The ‘artwork’ is a recoloured photo image of a giraffe – put (quite crudely!) on a simple canvas.
The picture is certainly not to everyone’s taste, and it is the only thing I have like it in my home – but it is absolutely one of my favourites. I love it because every time I walk past it in the conservatory, it makes me smile. It doesn’t matter if I’m having a bad day or if it’s raining outside, the bright colours and the expression on the giraffe’s face always make things seem a little brighter.
As a family, we’ve always liked giraffes – my mum had two giant wooden sculptures of them that sat next to her television for years, and my sister has asked me to include a giraffe on the cake I’ll make for my niece’s christening. Just one of those family quirks!
Although it is an inexpensive piece of art, Geoffry, as he’s become affectionately known, was bought for me by my mum at a difficult point in my life – he was hung on the wall of my first home and, even though he is looking a little ragged around the edges, has hung everywhere I’ve lived ever since. It reminds me that, no matter how dull things are some days, there is always something to smile about.

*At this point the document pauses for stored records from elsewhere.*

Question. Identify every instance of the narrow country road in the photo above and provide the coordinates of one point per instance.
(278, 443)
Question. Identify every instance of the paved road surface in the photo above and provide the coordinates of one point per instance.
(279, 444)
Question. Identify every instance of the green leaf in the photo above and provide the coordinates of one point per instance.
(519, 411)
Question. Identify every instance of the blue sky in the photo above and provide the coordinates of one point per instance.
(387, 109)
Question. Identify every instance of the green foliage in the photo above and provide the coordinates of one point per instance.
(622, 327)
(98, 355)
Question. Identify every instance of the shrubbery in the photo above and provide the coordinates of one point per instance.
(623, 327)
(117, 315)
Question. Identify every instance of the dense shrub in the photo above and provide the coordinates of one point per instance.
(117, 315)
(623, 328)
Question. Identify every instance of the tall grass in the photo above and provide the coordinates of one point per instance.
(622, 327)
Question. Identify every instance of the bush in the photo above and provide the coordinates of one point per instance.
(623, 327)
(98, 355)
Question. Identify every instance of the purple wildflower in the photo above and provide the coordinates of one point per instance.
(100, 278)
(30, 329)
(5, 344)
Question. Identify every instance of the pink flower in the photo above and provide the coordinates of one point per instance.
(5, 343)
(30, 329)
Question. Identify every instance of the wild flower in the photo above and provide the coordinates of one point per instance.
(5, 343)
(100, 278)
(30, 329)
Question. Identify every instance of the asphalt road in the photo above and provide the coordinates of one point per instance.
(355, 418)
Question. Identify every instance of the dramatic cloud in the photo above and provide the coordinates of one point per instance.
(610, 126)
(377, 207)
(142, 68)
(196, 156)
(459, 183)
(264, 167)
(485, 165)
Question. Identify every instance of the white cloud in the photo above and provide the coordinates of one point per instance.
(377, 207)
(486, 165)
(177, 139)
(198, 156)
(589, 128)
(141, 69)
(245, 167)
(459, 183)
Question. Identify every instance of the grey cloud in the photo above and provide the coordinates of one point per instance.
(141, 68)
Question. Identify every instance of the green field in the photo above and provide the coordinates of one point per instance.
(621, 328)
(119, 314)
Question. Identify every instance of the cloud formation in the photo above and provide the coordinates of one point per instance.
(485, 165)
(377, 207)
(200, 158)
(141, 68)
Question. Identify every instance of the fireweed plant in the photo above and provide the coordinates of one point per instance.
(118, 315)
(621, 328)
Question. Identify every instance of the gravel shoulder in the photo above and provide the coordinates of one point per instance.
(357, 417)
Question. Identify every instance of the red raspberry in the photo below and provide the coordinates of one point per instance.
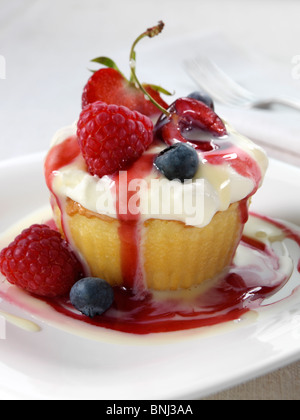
(39, 261)
(111, 137)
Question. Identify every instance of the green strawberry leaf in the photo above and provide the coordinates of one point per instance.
(161, 89)
(107, 62)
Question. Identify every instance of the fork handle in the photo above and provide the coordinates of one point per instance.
(286, 101)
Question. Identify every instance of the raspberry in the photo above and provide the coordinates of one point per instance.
(40, 261)
(111, 137)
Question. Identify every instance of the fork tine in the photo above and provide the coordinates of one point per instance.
(218, 84)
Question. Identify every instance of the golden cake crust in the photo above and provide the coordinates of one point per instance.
(172, 255)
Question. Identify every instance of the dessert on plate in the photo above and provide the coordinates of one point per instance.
(146, 196)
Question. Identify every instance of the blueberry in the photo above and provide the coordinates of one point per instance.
(179, 161)
(202, 97)
(92, 296)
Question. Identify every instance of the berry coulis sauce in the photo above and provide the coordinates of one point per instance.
(243, 287)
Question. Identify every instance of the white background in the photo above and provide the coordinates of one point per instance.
(47, 45)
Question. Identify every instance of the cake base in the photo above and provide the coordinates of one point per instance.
(171, 255)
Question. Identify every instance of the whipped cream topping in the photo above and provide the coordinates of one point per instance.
(230, 173)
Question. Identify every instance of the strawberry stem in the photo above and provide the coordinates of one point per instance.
(150, 32)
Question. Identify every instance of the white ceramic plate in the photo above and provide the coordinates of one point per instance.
(53, 364)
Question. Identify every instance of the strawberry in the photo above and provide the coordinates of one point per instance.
(112, 87)
(111, 137)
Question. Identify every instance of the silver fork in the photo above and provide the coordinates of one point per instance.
(209, 77)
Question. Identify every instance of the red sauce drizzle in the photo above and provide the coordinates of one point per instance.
(225, 301)
(128, 215)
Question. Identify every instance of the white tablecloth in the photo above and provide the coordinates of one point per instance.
(45, 48)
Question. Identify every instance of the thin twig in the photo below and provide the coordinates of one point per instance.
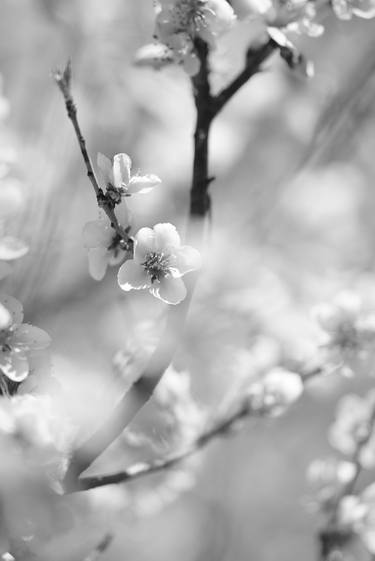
(63, 80)
(331, 536)
(207, 108)
(219, 427)
(143, 389)
(102, 546)
(255, 57)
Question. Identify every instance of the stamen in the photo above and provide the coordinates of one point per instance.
(157, 265)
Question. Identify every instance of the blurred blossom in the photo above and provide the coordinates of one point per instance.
(118, 179)
(11, 197)
(298, 16)
(357, 513)
(20, 343)
(349, 330)
(159, 263)
(275, 392)
(345, 9)
(178, 23)
(185, 417)
(4, 103)
(105, 246)
(353, 432)
(35, 441)
(327, 477)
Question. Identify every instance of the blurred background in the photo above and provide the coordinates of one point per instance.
(293, 207)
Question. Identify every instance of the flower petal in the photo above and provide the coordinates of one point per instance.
(5, 317)
(29, 337)
(14, 307)
(14, 365)
(132, 275)
(144, 244)
(121, 170)
(12, 248)
(166, 236)
(143, 183)
(97, 233)
(98, 262)
(187, 259)
(116, 257)
(170, 290)
(5, 270)
(105, 168)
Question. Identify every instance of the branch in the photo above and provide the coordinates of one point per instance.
(63, 81)
(207, 108)
(219, 427)
(143, 389)
(332, 538)
(255, 57)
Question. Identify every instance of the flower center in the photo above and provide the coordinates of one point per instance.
(117, 244)
(4, 340)
(157, 265)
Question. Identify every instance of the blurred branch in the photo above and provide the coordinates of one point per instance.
(332, 538)
(255, 57)
(63, 80)
(102, 546)
(142, 390)
(221, 426)
(207, 108)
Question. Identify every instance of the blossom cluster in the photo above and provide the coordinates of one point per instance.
(275, 392)
(178, 24)
(353, 436)
(348, 331)
(157, 260)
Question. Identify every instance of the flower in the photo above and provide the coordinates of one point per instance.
(105, 246)
(20, 342)
(357, 513)
(345, 9)
(275, 392)
(117, 176)
(353, 428)
(179, 23)
(297, 16)
(328, 476)
(159, 263)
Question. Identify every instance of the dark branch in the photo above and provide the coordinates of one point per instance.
(63, 80)
(255, 57)
(143, 389)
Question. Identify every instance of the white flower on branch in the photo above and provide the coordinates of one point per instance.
(20, 343)
(105, 246)
(349, 331)
(298, 16)
(327, 477)
(178, 24)
(345, 9)
(357, 513)
(159, 263)
(117, 176)
(353, 428)
(275, 392)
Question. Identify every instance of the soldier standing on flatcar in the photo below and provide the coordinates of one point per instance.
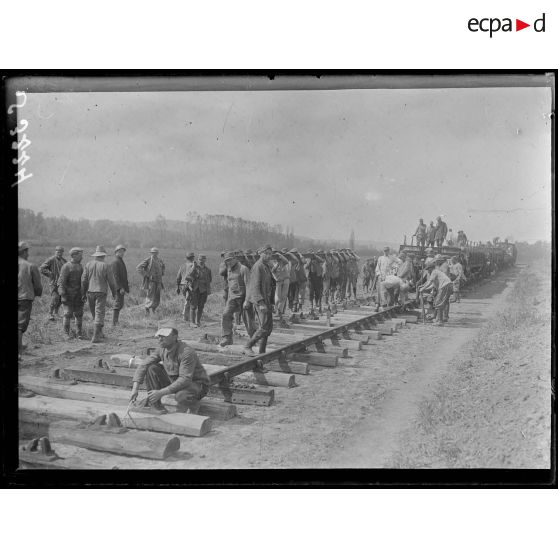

Real life giraffes do not come in these colours. The artist has recoloured the animal in a surprising way in order to provoke a response from the viewer. When beginning a new piece of observational art, the artist can choose one of two paths – to represent the subject exactly as it is (portraiture or photo realism) or to change it completely like in abstract or surreal art. The giraffe picture is closer to what’s known as pop art. Find a colouring sheet online or in a book (or draw something yourself) and colour it in – wrongly. Use bright colours, opposite colours or just shades of the same one colour and notice how the colouring makes you and your family respond.